Le Prix de la mise en scène, No 3 des honneurs cannois, sacre Leos Carax pour Annette. Le cinéaste n'est pas présent pour recevoir son film en raison d'un «problème de dents», est-il indiqué. C'est le premier prix sur la Croisette pour celui qui a longtemps été désigné comme l'enfant terrible du cinéma français.

Le Grand prix du jury, deuxième couronne, est à nouveau partagé: il va à Asghar Farhadi pour Un Héros et à Juho Kuosmanen pour Compartiment No.6.

Et donc, la Palme d'or, qui arrive quand même à la fin de la cérémonie mais au terme d'un dernier petit chaos – le président a été tenté de l'annoncer lui-même, à la place de Sharon Stone –, est posée sur la tête de la singulière Julia Ducournau pour Titane.

Elle a notamment déclaré: «Quand j'étais petite, je regardais cette cérémonie avec mes parents. Je pensais que les films couronnés par la Palme d'or devait être parfaits.
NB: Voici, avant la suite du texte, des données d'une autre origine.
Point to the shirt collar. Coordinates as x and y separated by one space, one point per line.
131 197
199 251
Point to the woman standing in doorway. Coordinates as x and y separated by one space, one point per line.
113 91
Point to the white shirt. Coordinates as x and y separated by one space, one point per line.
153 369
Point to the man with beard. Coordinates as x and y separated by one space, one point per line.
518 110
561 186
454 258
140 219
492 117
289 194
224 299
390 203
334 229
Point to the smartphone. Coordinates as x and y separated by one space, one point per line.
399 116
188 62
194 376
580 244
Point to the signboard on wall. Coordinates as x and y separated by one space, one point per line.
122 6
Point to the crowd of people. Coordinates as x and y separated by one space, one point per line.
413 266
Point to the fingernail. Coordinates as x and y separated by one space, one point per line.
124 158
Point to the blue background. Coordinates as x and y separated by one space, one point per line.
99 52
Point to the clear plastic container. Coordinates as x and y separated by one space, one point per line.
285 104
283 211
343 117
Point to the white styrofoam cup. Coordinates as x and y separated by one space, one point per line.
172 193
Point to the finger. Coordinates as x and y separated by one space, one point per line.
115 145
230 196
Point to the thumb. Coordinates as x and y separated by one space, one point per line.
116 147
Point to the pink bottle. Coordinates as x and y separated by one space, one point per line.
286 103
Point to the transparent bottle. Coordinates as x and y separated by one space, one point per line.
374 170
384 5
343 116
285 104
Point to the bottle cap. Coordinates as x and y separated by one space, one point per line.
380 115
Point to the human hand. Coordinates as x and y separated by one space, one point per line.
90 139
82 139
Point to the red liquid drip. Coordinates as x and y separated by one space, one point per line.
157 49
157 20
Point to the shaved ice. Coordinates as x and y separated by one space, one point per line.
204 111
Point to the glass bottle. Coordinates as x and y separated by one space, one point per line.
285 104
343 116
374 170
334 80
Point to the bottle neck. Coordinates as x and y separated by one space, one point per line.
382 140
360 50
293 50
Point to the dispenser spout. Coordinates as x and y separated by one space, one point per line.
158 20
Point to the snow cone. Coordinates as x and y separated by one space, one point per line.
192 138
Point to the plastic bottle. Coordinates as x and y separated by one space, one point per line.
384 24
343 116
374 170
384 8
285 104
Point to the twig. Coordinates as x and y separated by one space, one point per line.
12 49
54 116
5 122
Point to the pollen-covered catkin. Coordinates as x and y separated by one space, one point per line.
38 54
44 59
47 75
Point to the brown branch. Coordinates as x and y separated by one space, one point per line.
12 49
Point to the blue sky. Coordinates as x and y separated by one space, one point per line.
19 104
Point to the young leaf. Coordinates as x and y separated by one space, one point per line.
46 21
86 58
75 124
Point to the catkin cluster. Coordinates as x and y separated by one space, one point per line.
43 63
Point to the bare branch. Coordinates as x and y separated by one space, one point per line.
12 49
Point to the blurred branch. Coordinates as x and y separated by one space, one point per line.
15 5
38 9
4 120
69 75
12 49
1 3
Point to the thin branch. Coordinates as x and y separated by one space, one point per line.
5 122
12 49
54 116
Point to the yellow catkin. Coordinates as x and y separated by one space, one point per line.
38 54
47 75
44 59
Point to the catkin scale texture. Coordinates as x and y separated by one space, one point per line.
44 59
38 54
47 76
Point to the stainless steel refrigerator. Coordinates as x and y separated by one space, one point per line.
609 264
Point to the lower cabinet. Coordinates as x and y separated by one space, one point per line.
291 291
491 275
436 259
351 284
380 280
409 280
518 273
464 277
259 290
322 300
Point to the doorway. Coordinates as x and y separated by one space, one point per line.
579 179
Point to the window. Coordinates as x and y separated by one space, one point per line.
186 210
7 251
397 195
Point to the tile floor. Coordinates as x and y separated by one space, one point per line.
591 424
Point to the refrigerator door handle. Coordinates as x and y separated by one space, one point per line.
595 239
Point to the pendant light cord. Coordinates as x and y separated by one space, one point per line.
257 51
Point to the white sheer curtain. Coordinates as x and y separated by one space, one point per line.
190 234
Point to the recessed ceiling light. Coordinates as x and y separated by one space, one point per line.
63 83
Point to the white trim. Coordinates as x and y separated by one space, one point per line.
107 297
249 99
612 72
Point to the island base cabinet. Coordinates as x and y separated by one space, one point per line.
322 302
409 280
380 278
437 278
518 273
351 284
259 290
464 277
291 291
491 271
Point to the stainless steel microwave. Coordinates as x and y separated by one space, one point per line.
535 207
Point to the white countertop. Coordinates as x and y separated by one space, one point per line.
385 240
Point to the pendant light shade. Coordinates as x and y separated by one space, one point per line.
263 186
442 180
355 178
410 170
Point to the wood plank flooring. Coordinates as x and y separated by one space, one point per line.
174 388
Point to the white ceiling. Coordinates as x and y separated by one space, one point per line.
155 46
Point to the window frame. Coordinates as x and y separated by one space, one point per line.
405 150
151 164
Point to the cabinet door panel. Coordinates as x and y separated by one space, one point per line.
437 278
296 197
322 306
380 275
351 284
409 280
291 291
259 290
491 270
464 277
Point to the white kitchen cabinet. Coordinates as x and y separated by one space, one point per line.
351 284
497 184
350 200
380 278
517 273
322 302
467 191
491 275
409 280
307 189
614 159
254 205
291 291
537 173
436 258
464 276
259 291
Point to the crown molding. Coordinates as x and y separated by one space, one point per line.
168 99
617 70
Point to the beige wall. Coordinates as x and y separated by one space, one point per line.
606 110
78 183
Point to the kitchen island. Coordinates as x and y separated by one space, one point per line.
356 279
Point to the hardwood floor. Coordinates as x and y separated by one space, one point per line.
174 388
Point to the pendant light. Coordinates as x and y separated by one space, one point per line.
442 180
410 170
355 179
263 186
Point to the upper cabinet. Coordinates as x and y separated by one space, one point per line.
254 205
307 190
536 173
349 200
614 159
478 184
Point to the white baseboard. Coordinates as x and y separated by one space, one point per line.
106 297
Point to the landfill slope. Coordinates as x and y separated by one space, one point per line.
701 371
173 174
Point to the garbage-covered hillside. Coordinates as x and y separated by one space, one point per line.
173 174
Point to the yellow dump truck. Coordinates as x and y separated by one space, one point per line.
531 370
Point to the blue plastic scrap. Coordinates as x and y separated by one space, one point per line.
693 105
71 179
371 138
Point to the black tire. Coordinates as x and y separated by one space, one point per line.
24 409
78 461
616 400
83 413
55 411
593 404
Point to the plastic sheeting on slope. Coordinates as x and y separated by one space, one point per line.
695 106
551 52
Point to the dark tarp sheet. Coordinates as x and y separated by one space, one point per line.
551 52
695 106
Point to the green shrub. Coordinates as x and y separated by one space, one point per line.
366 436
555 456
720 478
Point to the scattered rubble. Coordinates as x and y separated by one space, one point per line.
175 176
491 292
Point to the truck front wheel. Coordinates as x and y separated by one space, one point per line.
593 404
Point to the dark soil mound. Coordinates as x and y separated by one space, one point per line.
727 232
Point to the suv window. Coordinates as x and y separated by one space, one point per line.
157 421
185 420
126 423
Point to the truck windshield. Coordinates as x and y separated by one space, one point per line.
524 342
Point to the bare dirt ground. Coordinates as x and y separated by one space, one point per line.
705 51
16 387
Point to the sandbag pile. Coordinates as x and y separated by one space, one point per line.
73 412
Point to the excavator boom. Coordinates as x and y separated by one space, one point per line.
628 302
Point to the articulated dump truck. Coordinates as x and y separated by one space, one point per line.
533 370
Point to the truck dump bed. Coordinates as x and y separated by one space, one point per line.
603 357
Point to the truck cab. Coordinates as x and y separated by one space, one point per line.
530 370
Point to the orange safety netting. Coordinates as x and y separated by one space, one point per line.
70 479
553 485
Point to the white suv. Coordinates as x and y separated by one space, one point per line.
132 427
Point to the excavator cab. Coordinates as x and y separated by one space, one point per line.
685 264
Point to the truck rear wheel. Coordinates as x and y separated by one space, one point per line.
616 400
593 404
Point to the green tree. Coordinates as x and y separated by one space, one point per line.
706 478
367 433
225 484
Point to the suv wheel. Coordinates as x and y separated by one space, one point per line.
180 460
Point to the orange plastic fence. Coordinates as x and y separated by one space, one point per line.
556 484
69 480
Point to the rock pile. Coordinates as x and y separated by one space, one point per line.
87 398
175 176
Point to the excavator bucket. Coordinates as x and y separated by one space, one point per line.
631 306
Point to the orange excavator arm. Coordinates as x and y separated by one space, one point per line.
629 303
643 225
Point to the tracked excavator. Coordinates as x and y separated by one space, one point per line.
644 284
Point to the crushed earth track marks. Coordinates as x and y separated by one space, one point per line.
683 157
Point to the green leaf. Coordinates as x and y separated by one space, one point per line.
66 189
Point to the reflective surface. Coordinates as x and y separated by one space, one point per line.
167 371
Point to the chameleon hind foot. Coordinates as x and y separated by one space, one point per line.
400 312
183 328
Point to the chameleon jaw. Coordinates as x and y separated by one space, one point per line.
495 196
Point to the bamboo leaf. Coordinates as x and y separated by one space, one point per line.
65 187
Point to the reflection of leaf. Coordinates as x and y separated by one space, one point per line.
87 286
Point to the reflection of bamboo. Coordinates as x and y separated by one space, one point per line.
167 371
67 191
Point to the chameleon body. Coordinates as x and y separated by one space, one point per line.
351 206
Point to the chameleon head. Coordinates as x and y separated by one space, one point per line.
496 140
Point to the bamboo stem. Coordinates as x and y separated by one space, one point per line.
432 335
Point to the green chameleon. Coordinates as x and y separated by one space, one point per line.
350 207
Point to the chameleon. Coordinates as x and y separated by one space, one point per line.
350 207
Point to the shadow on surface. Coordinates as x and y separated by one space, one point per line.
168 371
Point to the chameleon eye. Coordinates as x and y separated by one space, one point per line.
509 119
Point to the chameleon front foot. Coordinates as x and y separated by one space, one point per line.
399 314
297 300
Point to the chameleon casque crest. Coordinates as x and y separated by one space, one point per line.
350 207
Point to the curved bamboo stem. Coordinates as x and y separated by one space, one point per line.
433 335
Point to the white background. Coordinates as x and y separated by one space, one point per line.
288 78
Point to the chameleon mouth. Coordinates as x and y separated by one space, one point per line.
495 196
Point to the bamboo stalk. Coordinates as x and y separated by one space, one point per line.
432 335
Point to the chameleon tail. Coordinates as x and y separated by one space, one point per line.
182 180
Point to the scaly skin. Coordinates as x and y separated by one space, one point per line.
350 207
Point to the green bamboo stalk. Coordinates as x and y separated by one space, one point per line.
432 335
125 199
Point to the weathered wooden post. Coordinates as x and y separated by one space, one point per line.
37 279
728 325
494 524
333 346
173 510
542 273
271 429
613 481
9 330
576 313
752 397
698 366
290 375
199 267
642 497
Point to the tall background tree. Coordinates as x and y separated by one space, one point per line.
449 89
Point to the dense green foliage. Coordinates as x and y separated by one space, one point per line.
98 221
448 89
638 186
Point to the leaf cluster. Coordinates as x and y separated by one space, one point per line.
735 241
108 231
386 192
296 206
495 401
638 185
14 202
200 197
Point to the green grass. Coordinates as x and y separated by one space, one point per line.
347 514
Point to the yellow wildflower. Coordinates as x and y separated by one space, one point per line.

Maintenant je sais qu'aucun film n'est parfait.» Elle a défendu à travers son œuvre un film «inclusif», et a lancé: «Merci au jury de laisser entrer les monstres.»


Comme annoncé auparavant, une Palme d'honneur a été remise à Marco Bellocchio.

La Palme d'or du court métrage, décernée par un jury dédié, est revenue à All Crowds in the World, de la Hongkongaise Tang Yi.

La Caméra d'or, qui consacre un premier long métrage et qui est également préparée par un jury spécial présidé cette année par Mélanie Thierry, a été accordée au film Murina, de la Croate Antoneta Alamat Kusijanovic.


Le jury

Le jury était composé de Tahar Rahim, Jessica Hausner, Kleber Mendonca Filho, Maggie Gyllenhaal, Mylène Farmer, Mélanie Laurent, Kang-Ho Song, Mati Diop. Il était donc présidé par Spike Lee.